Cuando Niall Horan era niño, mucho antes de convertirse en una estrella del pop mundial, solía ver una serie infantil británica de finales de los noventa llamada Bernard’s Watch. Trataba sobre un chico que tenía un reloj mágico capaz de detener el tiempo. “Apretaba un botón y todo se congelaba”, recuerda Horan, ahora de 32 años, con una sonrisa. “Y él era el único que podía moverse”.
Ese recuerdo volvió a su mente el año pasado, mientras estaba en Nashville terminando su nuevo álbum Dinner Party, su cuarto trabajo de estudio que verá la luz el 5 de junio. Durante ese proceso, pasó gran parte del tiempo viajando entre Londres, donde vive con su pareja Amelia “Mia” Woolley, y Estados Unidos. En medio de ese ritmo agotador, una noche, antes de volver a hacer la maleta, sintió el peso de esa rutina. “No quería irme. Solo quería quedarme en casa con ella, tranquilos”, cuenta. De ese momento nació “Little More Time”, una canción nostálgica que captura ese deseo de detener el tiempo.
La escena en la que relata esto es íntima: su casa en Los Ángeles, un día lluvioso, ambiente cálido, velas encendidas y música de fondo.

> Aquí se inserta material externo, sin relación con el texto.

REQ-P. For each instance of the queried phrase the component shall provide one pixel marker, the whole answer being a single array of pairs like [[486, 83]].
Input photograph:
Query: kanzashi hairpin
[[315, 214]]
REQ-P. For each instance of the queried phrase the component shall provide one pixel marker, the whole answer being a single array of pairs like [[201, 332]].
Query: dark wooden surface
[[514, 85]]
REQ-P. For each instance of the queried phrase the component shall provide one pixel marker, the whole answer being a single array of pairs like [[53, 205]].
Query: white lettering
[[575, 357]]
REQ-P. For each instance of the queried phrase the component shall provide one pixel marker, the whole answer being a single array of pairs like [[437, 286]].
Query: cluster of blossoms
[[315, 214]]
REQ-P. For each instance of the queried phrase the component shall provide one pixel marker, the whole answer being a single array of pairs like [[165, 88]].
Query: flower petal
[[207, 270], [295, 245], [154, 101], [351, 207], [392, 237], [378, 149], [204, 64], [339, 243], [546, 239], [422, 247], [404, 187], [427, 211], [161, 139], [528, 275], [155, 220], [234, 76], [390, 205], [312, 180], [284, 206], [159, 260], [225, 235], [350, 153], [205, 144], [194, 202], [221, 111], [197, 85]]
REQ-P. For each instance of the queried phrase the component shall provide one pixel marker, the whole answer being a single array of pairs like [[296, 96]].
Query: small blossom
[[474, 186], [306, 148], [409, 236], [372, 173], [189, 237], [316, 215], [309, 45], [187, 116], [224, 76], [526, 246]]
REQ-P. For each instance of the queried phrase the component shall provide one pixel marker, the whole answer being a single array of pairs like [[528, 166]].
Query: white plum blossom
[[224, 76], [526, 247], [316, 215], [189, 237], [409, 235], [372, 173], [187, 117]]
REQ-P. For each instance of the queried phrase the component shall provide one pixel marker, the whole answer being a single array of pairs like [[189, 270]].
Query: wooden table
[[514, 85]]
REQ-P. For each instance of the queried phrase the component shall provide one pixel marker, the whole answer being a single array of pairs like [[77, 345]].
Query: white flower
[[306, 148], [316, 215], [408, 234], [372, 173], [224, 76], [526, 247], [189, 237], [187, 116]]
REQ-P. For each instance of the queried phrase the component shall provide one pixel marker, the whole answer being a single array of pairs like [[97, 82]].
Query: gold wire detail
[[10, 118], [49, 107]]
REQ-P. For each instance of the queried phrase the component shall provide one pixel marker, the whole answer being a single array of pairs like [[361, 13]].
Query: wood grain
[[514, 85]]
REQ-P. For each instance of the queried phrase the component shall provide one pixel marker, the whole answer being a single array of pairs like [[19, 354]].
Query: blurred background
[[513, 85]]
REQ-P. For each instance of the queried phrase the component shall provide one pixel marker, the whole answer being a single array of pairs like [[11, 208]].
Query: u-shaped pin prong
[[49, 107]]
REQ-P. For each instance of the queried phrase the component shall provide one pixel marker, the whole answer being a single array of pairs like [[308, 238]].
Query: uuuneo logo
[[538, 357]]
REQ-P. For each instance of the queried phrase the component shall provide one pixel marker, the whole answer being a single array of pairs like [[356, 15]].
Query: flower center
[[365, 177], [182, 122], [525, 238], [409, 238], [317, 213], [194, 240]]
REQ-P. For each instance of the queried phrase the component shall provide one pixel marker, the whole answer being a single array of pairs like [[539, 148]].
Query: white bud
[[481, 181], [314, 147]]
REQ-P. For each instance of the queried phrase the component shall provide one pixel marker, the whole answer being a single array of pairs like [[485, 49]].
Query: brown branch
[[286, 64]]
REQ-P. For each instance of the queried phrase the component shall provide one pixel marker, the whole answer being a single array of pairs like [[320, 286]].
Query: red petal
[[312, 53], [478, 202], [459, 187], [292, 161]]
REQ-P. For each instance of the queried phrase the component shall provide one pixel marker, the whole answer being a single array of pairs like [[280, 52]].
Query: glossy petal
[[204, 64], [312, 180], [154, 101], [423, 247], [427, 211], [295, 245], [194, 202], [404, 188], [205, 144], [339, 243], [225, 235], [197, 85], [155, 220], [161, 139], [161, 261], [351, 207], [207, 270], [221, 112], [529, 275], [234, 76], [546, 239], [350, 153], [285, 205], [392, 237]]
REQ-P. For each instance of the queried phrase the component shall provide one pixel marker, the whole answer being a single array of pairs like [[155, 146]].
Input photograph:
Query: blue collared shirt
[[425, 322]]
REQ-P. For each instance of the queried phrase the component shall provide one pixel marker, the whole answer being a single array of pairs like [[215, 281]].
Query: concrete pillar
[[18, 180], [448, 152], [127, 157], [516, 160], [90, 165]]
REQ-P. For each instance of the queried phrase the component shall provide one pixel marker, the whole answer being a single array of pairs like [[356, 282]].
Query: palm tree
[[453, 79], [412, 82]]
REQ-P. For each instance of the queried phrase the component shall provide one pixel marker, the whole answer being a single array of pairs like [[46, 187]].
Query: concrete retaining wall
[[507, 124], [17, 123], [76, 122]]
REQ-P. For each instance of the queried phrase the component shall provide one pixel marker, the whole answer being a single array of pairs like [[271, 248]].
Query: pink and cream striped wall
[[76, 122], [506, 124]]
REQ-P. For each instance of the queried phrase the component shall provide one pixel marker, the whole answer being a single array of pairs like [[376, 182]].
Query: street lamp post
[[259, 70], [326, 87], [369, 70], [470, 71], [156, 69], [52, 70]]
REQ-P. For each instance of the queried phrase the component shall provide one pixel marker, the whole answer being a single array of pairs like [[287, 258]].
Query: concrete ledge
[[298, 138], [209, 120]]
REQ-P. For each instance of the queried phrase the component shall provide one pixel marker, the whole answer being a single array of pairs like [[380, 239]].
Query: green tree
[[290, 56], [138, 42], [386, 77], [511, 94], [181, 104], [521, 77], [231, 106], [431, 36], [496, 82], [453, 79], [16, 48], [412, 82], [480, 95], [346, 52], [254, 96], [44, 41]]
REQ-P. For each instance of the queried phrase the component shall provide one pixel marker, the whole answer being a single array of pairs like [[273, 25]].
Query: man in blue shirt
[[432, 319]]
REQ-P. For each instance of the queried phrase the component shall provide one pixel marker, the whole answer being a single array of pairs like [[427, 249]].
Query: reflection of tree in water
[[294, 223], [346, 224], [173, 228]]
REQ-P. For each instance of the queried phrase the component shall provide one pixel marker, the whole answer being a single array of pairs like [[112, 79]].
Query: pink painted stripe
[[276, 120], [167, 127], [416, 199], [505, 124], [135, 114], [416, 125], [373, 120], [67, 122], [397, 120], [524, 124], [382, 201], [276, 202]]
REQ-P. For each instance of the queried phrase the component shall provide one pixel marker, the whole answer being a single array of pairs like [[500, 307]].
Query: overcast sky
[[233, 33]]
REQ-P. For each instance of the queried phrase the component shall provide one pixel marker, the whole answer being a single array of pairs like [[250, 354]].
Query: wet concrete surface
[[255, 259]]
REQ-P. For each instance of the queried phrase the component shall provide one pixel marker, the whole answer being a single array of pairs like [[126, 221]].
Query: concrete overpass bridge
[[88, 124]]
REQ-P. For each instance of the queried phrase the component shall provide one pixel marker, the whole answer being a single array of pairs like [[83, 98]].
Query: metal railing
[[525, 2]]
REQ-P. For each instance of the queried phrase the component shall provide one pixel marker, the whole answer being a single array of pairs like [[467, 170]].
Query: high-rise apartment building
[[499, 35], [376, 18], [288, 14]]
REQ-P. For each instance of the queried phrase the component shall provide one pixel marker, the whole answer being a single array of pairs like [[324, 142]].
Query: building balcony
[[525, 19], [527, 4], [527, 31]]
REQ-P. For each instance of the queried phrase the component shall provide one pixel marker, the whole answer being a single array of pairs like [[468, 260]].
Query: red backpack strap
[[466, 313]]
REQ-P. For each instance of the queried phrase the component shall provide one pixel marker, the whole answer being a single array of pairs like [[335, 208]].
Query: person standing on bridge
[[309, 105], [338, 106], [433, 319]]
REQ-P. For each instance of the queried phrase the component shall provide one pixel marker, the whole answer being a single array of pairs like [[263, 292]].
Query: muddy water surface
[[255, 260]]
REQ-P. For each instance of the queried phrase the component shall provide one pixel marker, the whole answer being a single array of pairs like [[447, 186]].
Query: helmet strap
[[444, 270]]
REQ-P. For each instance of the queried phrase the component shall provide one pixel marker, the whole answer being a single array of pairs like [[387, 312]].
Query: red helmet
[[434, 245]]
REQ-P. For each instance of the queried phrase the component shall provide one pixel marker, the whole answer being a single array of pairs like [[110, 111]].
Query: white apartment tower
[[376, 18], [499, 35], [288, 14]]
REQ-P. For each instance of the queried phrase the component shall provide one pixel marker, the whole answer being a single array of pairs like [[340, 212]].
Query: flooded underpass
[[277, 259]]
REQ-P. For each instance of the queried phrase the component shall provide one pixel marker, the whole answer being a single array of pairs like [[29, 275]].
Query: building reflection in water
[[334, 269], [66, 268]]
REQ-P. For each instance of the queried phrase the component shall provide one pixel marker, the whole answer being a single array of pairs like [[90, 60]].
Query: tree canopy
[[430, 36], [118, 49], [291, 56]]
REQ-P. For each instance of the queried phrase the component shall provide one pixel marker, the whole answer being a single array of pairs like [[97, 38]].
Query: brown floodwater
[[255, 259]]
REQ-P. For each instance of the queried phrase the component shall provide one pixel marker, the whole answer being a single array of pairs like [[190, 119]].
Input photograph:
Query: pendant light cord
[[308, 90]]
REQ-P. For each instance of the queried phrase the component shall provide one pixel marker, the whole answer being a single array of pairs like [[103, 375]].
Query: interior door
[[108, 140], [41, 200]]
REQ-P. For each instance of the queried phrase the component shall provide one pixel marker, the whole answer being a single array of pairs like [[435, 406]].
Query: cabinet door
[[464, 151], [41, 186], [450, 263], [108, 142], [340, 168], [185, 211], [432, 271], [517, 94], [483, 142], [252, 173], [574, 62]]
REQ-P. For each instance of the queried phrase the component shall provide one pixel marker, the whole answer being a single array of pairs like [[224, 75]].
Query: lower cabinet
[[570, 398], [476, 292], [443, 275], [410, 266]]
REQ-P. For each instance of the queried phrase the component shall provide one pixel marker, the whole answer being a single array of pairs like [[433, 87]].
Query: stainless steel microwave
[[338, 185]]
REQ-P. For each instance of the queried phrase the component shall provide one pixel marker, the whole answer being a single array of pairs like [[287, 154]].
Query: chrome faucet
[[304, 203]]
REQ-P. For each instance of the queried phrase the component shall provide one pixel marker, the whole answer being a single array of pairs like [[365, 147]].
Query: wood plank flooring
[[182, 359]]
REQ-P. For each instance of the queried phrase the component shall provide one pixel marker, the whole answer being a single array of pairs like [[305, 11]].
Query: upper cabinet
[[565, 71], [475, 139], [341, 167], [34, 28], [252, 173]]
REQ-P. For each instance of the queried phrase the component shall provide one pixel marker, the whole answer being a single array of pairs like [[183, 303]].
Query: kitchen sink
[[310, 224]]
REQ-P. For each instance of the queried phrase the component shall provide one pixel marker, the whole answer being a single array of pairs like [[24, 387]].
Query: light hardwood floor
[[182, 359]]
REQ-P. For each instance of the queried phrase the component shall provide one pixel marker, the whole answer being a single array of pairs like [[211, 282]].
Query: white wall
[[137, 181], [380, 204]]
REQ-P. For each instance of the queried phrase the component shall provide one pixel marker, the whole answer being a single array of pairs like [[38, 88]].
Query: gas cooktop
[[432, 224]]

Todo refleja una etapa distinta en su vida. Ya no es el chico hiperactivo de pelo rubio que muchos recuerdan de One Direction, sino un artista más pausado, reflexivo y conectado con su presente.
El nuevo álbum está marcado por ese cambio. Horan explica que empezó a escribirlo en 2024, tras cumplir 30 años. “Por primera vez sentí que podía detenerme, mirar atrás y pensar en todo lo que viví”, dice. En sus palabras, esta es la primera vez que siente que realmente ha echado raíces: una casa, una relación estable y una vida más tranquila.
Para entender este punto, hay que volver a 2010, cuando audicionó en The X Factor y terminó formando One Direction junto a Harry Styles, Louis Tomlinson, Liam Payne y Zayn Malik. En solo cinco años, la banda se convirtió en un fenómeno global: giras masivas, millones de discos vendidos y una conexión constante con fans a través de internet.
Ese vínculo con el fandom fue clave. Cada gesto, error o momento cotidiano se transformaba en memes y parte de la cultura digital de la época. Horan, con su humor relajado, se ganó rápidamente el cariño del público.
Tras la pausa del grupo en 2016, su transición a solista fue natural. Con álbumes como Flicker, Heartbreak Weather y The Show, fue construyendo un sonido más íntimo, influenciado por el folk y el pop clásico. Su evolución ha sido vista como una de las más estables dentro de ex boybands.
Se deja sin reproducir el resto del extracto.